To me, sending a card is about the best way -- without a gift -- to tell a person that you care about them and that you are thinking about them. Sure, an e-mail is nice, but at the end of the day, an e-mail is just words on a screen. You can't feel that. While you can print it out, it then just becomes words on paper.
A card has a story. In the far away land of card makers,  someone is dreaming of the next catchy saying for the inside of the card while another person is thinking of an attractive design. Once the two come together, they create a form of communication that has been around for hundreds of years.
Then the card is sent to a local store, where it is purchased, signed, and mailed. Therefore, someone had to pick out the perfect card for the recipient, write a message if they desired, and then address it and mail it. See how much personalization goes into sending a card? That's a little bit more personalization than typing an e-mail in 12-point font.
So I plan on continuing my card crusade until the post office officially closes its doors. After all, someone has to keep Hallmark in business.

Monday, March 7, 2011

Blogs Shmogs

I like to think that I'm interesting.
In fact, I like to think that I'm so interesting that you will take the time out of your day to read the ramblings I post on this wide world of webs.
With those ideas in mind, I have decided to start a blog, which will basically be a way for me to get my ideas about the world out of my head and into the public. Maybe you'll agree with what I've got to say. Maybe you won't.
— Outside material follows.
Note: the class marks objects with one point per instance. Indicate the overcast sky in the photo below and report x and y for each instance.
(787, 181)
I don't really know where I'm going to take this thing, but I do know some things it won't be:
1. It won't be about how to be a good mother in the high-tech world of today. I don't have kids. Or a husband. Or even pets. The closest thing I have to any of those items is a couple of cacti my grandmother gave me. And so far, they are doing quite well. Maybe I'll post about them and rave about how well they are developing into productive cacti of the world. (No offense to the MomBlogs. There really are some interesting MomBlogs out there.)
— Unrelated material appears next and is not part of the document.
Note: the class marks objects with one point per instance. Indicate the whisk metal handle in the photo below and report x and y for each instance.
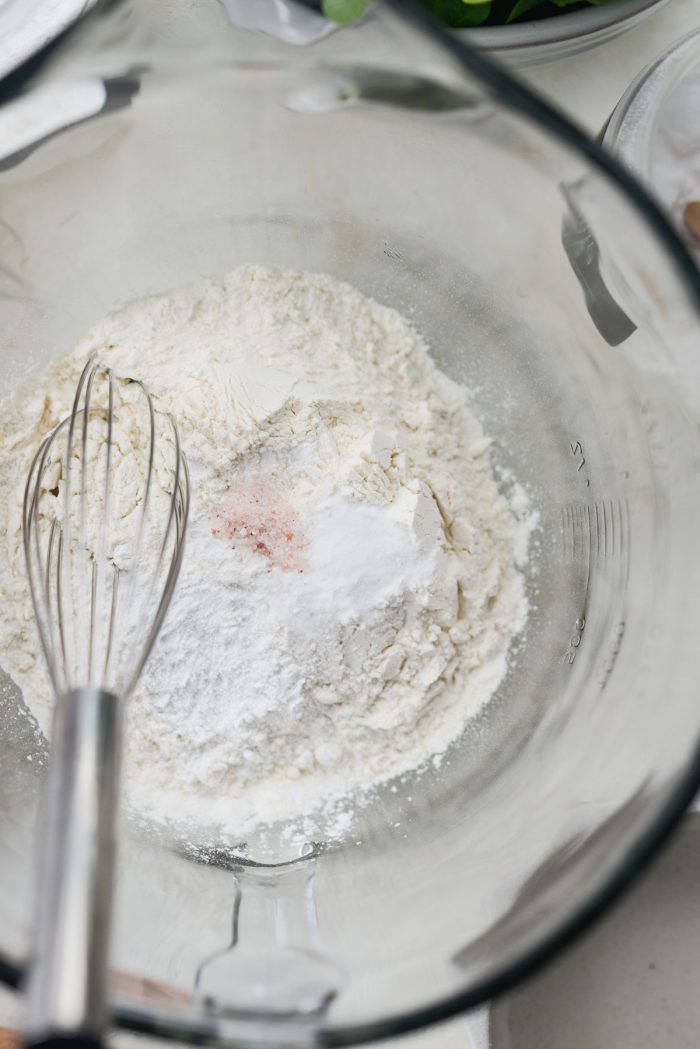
(68, 971)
2. It won't be a blog about cats, dogs, or anything similar. It's way too expensive at my apartment complex to have animals. On top of that, I'm not home enough to spend quality time with an animal, so I'll just save that enjoyment for when I become a grown up with a yard.
3. It won't be political -- well, not often. While I like to pretend I know politics, I know a little about a lot of political discussions. I'm not an expert in any means. But there are a few topics that really ruffle my feathers, so I'll probably dedicate a few posts to them. I think I might start reading presidential biographies.
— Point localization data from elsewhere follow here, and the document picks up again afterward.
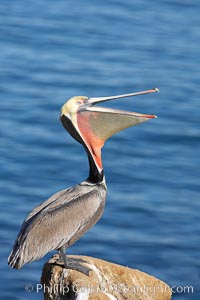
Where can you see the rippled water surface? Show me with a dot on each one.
(52, 50)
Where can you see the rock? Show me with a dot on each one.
(90, 278)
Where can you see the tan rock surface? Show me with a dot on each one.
(99, 280)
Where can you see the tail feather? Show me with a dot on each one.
(14, 257)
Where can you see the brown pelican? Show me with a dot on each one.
(61, 220)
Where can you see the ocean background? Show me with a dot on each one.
(52, 50)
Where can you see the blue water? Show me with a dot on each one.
(52, 50)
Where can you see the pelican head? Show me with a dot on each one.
(92, 125)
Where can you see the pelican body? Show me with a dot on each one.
(61, 220)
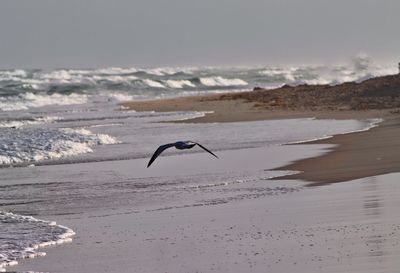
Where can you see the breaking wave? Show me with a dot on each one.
(30, 145)
(21, 236)
(220, 81)
(31, 100)
(24, 89)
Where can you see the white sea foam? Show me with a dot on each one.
(165, 71)
(25, 122)
(154, 84)
(220, 81)
(120, 96)
(28, 145)
(31, 100)
(115, 71)
(16, 243)
(179, 83)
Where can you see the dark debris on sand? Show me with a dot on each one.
(376, 93)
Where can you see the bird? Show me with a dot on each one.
(180, 145)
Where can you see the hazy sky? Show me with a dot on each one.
(148, 33)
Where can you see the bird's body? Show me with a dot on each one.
(180, 145)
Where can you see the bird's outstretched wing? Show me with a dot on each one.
(159, 151)
(204, 148)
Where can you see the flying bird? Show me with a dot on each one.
(180, 145)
4. This won't be a food blog. I may occasionally talk about some new recipes, or even post pictures of something I make, but I'm not going to give you every detail of how something was made. Not that I like to keep all my recipes secret, it's just that I hate typing out recipes. They are quite tedious. If it's a recipe online, I'll give you the link. Otherwise, you'll just have to take my word that it was delicious. 
All of these topics may be thought provoking, or they just may be a way for you to kill time at work; nevertheless, I come to the number one rule of this blog -- don't leave mean comments.
I may post something that you may not agree with, but I'm not trying to start debate. I'm just putting my thoughts out there for all the world to read. If you disagree, just write "disagree" or something along those lines. Please do not go off on a tangent on my blog. This is MY opinion, and I'm entitled to it. If you have an opinion that you want to go off about, then start your own blog. Write a Facebook note. Twitter about it. Send an owl with the message to all your friends. Please do not get on here with the sole intent of "ripping me a new one." Like I said, I'm not an expert. I'm just a person who believes in the First Amendment, and I plan to exercise that right.
With that being said... Welcome to the blog!